Giant is a sprawling epic of a film and may well be regarded as the single most significant film to deal with Texas in the 20th century. The film deals forthrightly with issues of patriarchy and racism, and also with two of the predominant Texas industries: cattle and oil. The film has three lead actors: Rock Hudson, Elizabeth Taylor and James Dean.
Hudson plays Jordan “Bick” Benedict, a wealthy rancher with an utterly massive ranch (Edna Ferber, who wrote the novel from which the film was adapted, modeled Benedict’s estate after the King Ranch in Kingsville, Texas). And Taylor plays Leslie Lynnton Benedict, his young wife, a Maryland socialite who gradually becomes aware of the deeply rooted patriarchal norms and severe racism in Texas society — both of them norms against which she increasingly rebels.
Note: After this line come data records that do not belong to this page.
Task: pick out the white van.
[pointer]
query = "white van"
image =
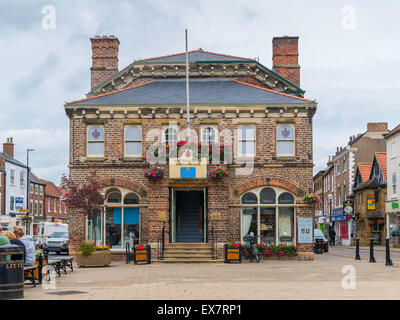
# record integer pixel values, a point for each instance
(45, 229)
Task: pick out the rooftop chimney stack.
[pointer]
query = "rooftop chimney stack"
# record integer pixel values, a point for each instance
(104, 58)
(8, 147)
(285, 54)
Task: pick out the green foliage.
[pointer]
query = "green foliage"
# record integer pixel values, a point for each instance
(86, 249)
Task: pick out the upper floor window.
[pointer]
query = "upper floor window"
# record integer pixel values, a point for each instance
(208, 136)
(285, 141)
(247, 141)
(21, 178)
(171, 135)
(133, 141)
(95, 142)
(12, 176)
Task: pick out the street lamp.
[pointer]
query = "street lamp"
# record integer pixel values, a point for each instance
(27, 189)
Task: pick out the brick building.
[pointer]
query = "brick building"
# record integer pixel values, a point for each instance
(261, 113)
(370, 199)
(36, 200)
(55, 208)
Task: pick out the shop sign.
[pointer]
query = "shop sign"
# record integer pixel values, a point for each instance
(305, 228)
(371, 204)
(348, 207)
(337, 212)
(339, 218)
(19, 202)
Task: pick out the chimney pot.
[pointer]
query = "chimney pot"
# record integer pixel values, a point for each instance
(285, 53)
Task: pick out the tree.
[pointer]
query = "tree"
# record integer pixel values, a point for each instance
(87, 196)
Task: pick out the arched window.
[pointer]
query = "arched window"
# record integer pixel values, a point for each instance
(131, 198)
(286, 198)
(249, 198)
(133, 141)
(114, 196)
(285, 141)
(171, 135)
(95, 142)
(208, 136)
(267, 196)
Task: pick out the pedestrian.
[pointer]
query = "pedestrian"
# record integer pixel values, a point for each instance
(30, 250)
(13, 240)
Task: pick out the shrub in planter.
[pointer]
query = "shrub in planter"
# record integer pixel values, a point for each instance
(233, 252)
(90, 255)
(218, 173)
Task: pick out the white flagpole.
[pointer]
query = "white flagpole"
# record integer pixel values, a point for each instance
(187, 89)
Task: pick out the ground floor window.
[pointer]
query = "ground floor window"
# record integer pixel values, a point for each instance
(269, 214)
(119, 221)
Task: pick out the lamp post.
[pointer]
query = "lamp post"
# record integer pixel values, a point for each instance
(27, 190)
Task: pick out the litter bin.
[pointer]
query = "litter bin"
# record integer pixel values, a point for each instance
(11, 272)
(319, 246)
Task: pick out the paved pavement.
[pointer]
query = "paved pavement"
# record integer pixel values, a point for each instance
(318, 279)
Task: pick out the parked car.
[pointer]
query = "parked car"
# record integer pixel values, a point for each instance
(318, 234)
(57, 242)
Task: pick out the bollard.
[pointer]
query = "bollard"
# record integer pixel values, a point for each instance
(358, 249)
(371, 251)
(388, 260)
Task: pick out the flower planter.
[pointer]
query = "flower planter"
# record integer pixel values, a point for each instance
(95, 259)
(233, 254)
(142, 255)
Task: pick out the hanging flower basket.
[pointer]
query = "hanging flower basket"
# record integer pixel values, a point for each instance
(154, 174)
(218, 173)
(312, 198)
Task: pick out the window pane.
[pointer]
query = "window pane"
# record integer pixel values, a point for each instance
(131, 198)
(133, 133)
(285, 147)
(96, 148)
(285, 231)
(95, 133)
(249, 198)
(267, 225)
(249, 221)
(113, 228)
(171, 136)
(99, 230)
(286, 198)
(131, 226)
(267, 196)
(246, 133)
(133, 148)
(285, 133)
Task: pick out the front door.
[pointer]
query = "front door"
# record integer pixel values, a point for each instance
(188, 216)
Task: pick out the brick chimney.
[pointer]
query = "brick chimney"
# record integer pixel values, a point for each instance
(377, 127)
(8, 147)
(104, 58)
(285, 54)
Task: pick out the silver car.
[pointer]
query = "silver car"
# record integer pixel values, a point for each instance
(57, 242)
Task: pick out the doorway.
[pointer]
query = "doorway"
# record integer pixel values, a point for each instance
(188, 223)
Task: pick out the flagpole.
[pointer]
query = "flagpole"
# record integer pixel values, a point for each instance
(187, 89)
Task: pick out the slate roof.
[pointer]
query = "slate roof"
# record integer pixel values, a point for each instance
(194, 56)
(51, 189)
(202, 91)
(381, 158)
(7, 158)
(34, 179)
(365, 170)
Dean plays the critical third starring role — that of Jett Rink, a ranch hand who winds up inheriting a small parcel of land, land which turns out to have massive petroleum reserves beneath it. Jett becomes massively wealthy and urges Bick to allow drilling on his cattle ranch, which Bick for a long time resists because he wants to uphold his legacy as a rancher. As Jett becomes an oligarch and constructs a massive new hotel, the once-decent young man has been transformed into an unrepentant racist. (Wikipedia)
The 17 scene stills contain a good range of representative images from the movie. The contact sheets focus on James Dean as Jett who, almost certainly, is the film’s most interesting character. They include many behind-the-scenes images showing how Dean, working with director George Stevens, slowly shaped his performance.